CMB2:

# Homework 4

20 April 2018. Deadline: Wednesday, 25 April, 9:00.

Epilepsy affects 1% of the World population. Thus, the probability for one person is c(Yes=0.01, No=0.99). We can simulate n persons with the following code:

epilepsy <- function(n) {
return(
sample(c("Yes","No"),
size=n,
replace = TRUE,
prob = c(0.01, 0.99)
)
)
}

We are 97 people in the course, including me. To simulate a group like us we use

epilepsy(97)
##  [1] "No"  "No"  "No"  "No"  "Yes" "No"  "No"  "No"  "No"  "No"  "No"
## [12] "No"  "No"  "No"  "No"  "No"  "No"  "No"  "No"  "No"  "No"  "No"
## [23] "No"  "No"  "No"  "No"  "No"  "No"  "No"  "No"  "No"  "No"  "No"
## [34] "No"  "No"  "No"  "No"  "No"  "No"  "No"  "No"  "No"  "No"  "No"
## [45] "No"  "No"  "Yes" "No"  "No"  "No"  "No"  "No"  "No"  "No"  "No"
## [56] "No"  "No"  "No"  "No"  "No"  "No"  "No"  "No"  "No"  "No"  "No"
## [67] "No"  "No"  "No"  "No"  "No"  "No"  "No"  "No"  "No"  "No"  "No"
## [78] "No"  "No"  "No"  "No"  "No"  "No"  "No"  "No"  "No"  "No"  "No"
## [89] "No"  "No"  "No"  "No"  "No"  "No"  "No"  "No"  "No"

We replicate the experiment to get 1000 samples of size 97

courses <- replicate(1000, epilepsy(97))
dim(courses)
## [1]   97 1000

Here courses is a matrix, not a data frame. We have to use [row, col], not [[column]].

We got a lot of data, but very little information. We did not learn anything from the 97000 words. We want numbers, not words. We need a function that

• takes one column of courses, and
• gives us an integer with the number of “Yes”

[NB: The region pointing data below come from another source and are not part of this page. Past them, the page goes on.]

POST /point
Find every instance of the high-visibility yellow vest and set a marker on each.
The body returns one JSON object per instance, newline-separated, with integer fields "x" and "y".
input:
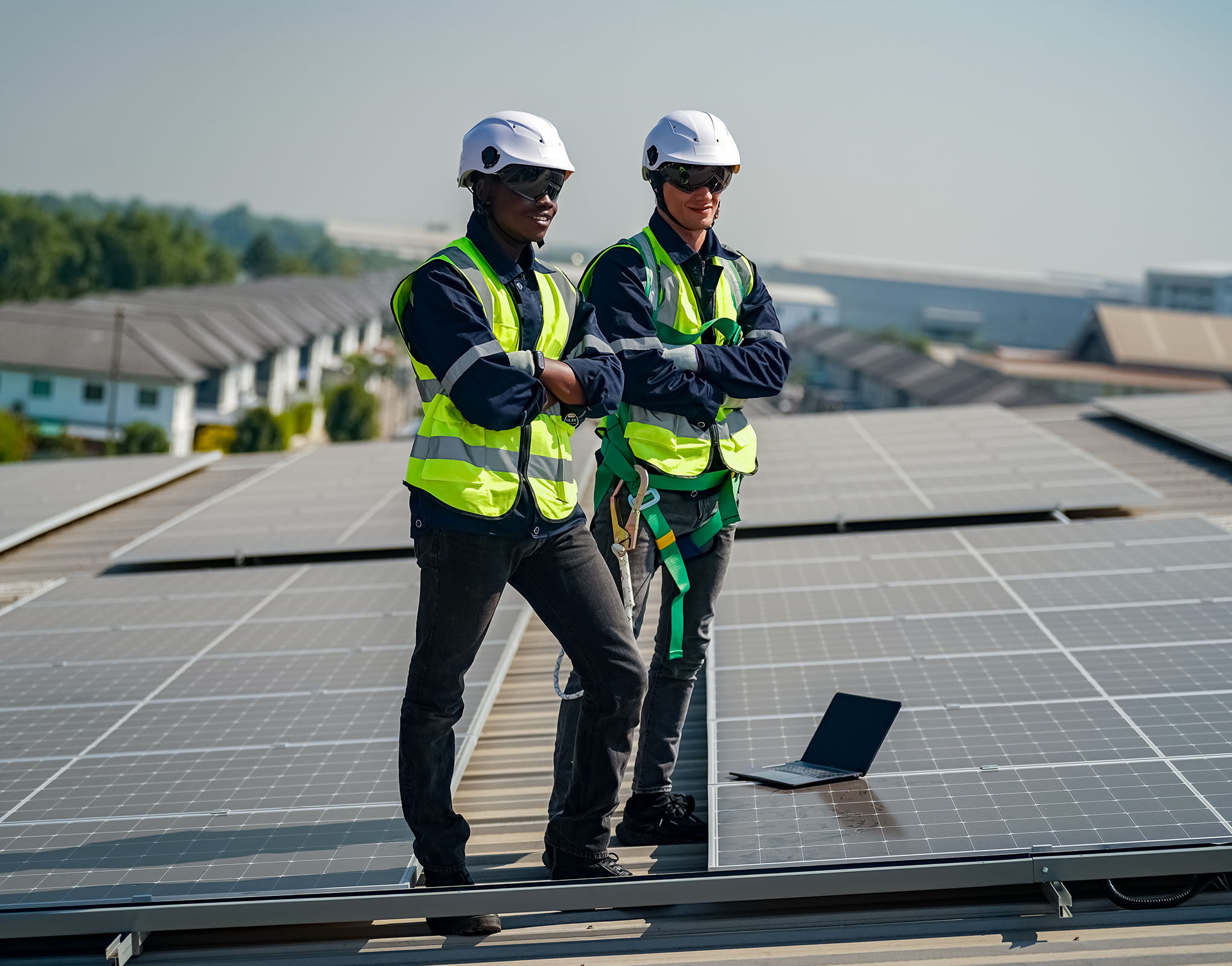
{"x": 667, "y": 441}
{"x": 475, "y": 470}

This is your mission. Write the code to produce a vector named cases of size 1000, with the number of “Yes” in each column. If everything goes right you will get something similar to this:

table(cases)
## cases
##   0   1   2   3   4
## 356 376 190  69   9
barplot(table(cases))